Le ricerche portate avanti negli anni Dieci e Venti in direzione di un nuovo concetto di 
immagine filmica condussero a sperimentazioni più o meno ardite anche nel campo 
dell’animazione, che ha finito per assumere la fisionomia di un cinema parallelo, svincolato da 
quello “maggiore” e articolato in una storia quasi del tutto autonoma. La stessa definizione di 
“animazione” dichiarata nello statuto oggi vigente dell’ASIFA (Association internationale du 
film d’animation) sottolinea la sua peculiarità di dar vita ad un mondo puramente fittizio, che 
non riprende semplicemente le azioni della vita reale, ma le inventa ex novo; tale definizione 
afferma che deve essere inteso per animazione tutto ciò che non è semplice ripresa della vita 
reale a ventiquattro fotogrammi al secondo
7
. 
Un artista eclettico, che è stato legato ai movimenti d’avanguardia francesi d’inizio secolo ed ha 
partecipato, sia pur marginalmente, alle battaglie artistiche contemporanee, è Alexandre 
Alexeieff, che troverà nell’animazione l’ambito più consono all’espressione della sua vicenda 
umana ed interiore. L’interesse per il movimento, già presente in nuce nella sua attività di 
illustratore, lo condusse all’ideazione di un nuovo strumento in grado di far conquistare la 
quarta dimensione alle sue incisioni: si tratta dell’écran d’épingles, pannello bianco trafitto da 
migliaia di spilli retrattili che, grazie alle ombre proiettate dagli spilli stessi, consentiva di 
creare immagini attraverso tutte le gradazioni del grigio.  

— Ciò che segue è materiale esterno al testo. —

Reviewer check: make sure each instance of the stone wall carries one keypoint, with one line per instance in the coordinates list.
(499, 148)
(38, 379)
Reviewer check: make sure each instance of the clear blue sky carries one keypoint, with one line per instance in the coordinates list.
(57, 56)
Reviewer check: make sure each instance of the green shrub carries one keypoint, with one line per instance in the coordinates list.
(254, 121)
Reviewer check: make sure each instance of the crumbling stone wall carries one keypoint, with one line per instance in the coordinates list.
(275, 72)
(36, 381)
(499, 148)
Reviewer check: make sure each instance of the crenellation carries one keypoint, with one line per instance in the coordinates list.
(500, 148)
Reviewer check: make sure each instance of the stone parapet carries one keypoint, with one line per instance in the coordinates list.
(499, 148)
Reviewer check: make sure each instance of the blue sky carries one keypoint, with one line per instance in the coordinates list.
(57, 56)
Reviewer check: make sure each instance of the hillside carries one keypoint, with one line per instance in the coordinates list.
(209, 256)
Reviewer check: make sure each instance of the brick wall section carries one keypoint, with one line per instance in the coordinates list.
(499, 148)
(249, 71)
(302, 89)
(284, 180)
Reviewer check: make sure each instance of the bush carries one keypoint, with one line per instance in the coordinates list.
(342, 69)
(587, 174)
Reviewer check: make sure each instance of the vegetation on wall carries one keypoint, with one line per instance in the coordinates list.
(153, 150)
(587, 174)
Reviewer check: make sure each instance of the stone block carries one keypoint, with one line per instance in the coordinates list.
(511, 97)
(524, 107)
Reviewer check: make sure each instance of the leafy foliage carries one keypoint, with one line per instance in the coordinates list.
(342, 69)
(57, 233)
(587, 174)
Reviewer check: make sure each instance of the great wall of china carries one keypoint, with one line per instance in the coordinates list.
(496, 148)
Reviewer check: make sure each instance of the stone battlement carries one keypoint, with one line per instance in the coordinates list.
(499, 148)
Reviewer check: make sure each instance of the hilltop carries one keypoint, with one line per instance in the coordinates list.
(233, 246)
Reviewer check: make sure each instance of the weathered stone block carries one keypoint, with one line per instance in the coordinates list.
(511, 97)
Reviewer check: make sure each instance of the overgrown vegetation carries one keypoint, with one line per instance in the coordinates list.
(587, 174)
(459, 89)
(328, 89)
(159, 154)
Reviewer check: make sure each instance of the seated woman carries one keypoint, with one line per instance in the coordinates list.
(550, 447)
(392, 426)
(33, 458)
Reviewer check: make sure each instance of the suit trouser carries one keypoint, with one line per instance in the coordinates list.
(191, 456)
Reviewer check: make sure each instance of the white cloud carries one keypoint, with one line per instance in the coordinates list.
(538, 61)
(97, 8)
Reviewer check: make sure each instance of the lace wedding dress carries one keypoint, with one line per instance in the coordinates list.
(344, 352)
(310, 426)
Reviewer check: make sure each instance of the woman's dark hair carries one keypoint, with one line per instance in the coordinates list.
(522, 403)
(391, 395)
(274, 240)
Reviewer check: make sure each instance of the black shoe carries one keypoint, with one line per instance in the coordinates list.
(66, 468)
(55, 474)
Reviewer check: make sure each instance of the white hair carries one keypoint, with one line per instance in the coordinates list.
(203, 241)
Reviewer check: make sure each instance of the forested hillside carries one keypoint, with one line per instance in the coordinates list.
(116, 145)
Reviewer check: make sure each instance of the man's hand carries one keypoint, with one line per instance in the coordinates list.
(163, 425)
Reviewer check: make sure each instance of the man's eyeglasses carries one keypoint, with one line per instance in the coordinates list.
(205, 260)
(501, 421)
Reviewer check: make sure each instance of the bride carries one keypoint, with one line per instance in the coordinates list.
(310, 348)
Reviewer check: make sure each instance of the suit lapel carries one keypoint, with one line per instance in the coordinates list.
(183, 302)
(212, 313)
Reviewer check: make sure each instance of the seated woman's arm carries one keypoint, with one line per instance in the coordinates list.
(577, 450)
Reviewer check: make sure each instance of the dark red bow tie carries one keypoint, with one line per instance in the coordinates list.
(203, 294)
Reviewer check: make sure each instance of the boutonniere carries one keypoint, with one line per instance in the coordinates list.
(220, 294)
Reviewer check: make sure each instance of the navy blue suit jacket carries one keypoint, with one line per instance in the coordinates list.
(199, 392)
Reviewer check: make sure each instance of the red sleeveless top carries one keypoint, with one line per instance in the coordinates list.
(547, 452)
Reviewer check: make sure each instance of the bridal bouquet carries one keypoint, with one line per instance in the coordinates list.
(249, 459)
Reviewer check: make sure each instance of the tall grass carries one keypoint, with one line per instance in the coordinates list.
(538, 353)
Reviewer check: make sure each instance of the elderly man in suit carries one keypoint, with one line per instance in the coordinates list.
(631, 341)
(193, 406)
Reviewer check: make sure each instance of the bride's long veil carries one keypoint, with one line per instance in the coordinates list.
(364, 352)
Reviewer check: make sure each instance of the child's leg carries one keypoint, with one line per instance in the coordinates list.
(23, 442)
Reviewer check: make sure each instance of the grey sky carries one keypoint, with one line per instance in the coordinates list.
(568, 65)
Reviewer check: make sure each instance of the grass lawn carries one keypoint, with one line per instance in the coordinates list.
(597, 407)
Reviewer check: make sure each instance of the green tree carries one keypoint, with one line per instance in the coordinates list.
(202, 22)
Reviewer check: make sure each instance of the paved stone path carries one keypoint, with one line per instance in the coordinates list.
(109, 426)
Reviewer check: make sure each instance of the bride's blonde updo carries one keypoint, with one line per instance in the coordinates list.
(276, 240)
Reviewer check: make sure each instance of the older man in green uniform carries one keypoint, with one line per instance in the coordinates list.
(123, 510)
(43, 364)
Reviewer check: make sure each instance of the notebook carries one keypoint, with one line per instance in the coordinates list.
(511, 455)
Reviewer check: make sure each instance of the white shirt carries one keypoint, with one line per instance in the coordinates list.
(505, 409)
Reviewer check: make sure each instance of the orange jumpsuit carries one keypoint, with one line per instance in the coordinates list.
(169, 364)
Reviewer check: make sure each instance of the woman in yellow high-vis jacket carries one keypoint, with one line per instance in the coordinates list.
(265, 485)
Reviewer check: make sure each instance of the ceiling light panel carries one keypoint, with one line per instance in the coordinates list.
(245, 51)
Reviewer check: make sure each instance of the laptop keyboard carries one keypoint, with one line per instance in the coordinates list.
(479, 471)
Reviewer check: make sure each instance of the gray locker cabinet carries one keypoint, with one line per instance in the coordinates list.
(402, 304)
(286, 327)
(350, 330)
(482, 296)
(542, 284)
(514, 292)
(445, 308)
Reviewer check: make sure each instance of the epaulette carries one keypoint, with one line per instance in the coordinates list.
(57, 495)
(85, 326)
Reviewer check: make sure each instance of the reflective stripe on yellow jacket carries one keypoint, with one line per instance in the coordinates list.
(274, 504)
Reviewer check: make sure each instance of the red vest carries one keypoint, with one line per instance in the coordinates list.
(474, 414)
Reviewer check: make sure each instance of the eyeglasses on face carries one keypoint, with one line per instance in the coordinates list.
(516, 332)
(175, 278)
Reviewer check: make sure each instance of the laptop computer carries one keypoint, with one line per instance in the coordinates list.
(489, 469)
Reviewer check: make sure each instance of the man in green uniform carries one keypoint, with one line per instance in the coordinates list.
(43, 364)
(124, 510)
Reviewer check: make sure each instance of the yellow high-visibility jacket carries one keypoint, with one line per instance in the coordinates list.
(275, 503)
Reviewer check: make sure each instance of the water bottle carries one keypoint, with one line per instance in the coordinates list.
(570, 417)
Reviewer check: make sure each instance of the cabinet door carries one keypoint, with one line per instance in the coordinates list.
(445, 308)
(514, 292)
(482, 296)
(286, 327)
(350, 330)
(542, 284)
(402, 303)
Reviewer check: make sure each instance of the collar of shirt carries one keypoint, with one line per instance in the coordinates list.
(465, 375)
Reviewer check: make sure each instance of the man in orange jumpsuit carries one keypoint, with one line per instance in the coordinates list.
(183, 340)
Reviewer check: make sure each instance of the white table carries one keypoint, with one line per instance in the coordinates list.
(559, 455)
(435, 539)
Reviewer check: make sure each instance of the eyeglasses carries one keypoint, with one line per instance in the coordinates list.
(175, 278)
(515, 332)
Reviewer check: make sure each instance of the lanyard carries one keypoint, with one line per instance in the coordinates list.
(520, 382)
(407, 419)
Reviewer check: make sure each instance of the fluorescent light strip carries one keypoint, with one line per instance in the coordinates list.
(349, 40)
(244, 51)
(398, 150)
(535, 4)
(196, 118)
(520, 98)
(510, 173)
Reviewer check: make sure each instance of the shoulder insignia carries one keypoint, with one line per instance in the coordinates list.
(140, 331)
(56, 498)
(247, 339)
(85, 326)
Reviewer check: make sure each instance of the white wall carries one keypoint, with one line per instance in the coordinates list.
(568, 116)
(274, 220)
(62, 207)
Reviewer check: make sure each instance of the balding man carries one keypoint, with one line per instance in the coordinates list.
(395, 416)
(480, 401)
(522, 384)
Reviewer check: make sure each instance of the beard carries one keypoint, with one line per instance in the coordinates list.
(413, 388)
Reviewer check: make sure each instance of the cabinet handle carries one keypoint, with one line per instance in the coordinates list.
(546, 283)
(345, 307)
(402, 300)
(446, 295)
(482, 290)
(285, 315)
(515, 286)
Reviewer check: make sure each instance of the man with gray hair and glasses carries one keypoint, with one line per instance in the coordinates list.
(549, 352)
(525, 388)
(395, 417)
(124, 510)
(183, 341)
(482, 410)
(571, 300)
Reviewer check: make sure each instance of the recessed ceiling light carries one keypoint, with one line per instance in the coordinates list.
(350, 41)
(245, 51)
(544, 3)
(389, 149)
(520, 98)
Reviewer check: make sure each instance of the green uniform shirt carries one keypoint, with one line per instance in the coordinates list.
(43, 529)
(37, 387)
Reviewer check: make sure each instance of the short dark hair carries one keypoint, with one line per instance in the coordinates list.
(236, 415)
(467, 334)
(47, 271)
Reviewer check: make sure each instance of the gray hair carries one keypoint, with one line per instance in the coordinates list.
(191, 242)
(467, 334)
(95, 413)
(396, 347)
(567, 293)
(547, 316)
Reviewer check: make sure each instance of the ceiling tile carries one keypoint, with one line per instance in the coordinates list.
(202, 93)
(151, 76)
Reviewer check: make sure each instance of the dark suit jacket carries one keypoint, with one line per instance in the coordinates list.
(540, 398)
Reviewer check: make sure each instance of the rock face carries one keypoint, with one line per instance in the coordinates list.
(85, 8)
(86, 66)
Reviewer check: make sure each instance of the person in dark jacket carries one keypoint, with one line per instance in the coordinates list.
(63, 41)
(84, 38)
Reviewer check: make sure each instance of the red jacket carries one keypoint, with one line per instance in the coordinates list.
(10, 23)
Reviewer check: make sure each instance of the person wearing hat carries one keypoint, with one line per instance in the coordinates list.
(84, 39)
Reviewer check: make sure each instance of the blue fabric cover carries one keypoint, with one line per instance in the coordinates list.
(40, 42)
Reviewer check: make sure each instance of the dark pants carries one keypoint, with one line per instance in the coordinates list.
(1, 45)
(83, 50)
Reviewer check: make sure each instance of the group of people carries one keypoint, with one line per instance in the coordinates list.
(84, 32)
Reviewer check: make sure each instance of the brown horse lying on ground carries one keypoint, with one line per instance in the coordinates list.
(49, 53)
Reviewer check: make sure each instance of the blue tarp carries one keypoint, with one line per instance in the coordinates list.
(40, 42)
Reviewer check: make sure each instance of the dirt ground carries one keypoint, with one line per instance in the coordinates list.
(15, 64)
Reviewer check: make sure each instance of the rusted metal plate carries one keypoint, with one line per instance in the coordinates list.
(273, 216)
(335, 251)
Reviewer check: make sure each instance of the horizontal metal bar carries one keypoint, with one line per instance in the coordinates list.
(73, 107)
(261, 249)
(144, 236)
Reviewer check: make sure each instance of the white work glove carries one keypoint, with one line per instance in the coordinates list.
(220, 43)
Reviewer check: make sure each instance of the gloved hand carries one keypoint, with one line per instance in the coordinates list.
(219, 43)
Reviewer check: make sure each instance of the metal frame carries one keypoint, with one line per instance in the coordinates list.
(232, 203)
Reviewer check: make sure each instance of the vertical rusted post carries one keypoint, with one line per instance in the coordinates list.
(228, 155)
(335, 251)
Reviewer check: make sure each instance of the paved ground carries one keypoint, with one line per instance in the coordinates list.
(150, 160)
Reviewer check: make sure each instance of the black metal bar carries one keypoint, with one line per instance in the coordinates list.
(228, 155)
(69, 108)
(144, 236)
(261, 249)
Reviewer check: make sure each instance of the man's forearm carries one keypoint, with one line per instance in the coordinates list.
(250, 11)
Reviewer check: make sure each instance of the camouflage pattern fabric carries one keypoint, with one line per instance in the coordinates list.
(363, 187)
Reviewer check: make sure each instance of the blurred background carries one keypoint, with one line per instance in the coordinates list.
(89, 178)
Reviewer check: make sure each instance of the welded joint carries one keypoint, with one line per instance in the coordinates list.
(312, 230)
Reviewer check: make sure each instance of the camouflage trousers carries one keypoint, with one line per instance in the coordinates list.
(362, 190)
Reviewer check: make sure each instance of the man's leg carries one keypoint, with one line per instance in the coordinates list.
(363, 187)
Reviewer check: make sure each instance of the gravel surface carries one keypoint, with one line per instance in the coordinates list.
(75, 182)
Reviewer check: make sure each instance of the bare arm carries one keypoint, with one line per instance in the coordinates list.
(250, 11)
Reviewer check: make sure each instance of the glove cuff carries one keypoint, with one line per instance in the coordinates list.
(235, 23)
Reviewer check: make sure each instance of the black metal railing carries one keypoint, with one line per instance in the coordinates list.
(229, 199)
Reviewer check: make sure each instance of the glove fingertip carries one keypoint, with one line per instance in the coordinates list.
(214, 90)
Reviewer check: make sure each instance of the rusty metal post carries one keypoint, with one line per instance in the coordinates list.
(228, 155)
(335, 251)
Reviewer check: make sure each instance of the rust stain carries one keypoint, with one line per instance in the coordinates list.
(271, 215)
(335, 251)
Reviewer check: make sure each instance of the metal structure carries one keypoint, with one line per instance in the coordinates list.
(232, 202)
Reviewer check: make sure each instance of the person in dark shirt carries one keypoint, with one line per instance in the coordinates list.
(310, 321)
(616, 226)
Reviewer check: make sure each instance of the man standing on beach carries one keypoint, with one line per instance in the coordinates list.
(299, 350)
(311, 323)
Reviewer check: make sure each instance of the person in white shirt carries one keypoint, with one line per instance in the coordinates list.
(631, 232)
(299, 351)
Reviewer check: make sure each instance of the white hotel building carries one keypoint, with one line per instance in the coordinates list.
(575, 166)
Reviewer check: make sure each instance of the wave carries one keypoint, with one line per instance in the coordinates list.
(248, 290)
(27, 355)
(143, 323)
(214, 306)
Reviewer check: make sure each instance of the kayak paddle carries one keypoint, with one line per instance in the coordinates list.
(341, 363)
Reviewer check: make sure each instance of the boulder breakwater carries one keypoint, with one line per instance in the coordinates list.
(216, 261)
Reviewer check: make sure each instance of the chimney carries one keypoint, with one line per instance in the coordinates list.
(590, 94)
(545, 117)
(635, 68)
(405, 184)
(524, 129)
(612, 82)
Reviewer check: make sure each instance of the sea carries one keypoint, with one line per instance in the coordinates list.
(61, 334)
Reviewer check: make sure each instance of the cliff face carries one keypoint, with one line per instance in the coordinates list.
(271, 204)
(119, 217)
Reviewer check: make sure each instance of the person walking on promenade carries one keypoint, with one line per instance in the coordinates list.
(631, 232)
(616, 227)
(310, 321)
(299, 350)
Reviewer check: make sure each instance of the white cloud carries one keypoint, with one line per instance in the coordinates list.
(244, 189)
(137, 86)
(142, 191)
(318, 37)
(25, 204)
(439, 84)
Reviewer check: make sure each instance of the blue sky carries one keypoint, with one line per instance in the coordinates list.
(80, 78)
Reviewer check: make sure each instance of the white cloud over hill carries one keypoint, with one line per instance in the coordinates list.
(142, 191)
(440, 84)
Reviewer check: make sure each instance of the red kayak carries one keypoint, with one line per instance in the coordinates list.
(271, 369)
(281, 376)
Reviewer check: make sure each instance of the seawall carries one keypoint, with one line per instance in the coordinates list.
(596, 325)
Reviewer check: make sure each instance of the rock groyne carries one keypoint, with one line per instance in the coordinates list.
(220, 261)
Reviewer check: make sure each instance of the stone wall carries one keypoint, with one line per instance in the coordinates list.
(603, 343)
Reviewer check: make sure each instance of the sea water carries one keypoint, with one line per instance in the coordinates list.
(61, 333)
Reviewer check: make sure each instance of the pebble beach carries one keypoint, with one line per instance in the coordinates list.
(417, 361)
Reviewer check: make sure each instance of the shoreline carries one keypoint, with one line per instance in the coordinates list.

Le opere di Alexeieff, popolate da immagini di straordinaria bellezza dinamica, correlate le une 
alle altre solo da pulsioni subconscie, si situano nell’atmosfera surrealista per il loro potere 
evocativo, per la loro capacità di dar vita ad un mondo “altro”, al confine tra sogno e veglia, che 
traspone sullo schermo i moti interiori del suo creatore, ma che nel contempo anela ad un 
passato non più attingibile, ad una realtà ormai cancellata dai condizionamenti borghesi.  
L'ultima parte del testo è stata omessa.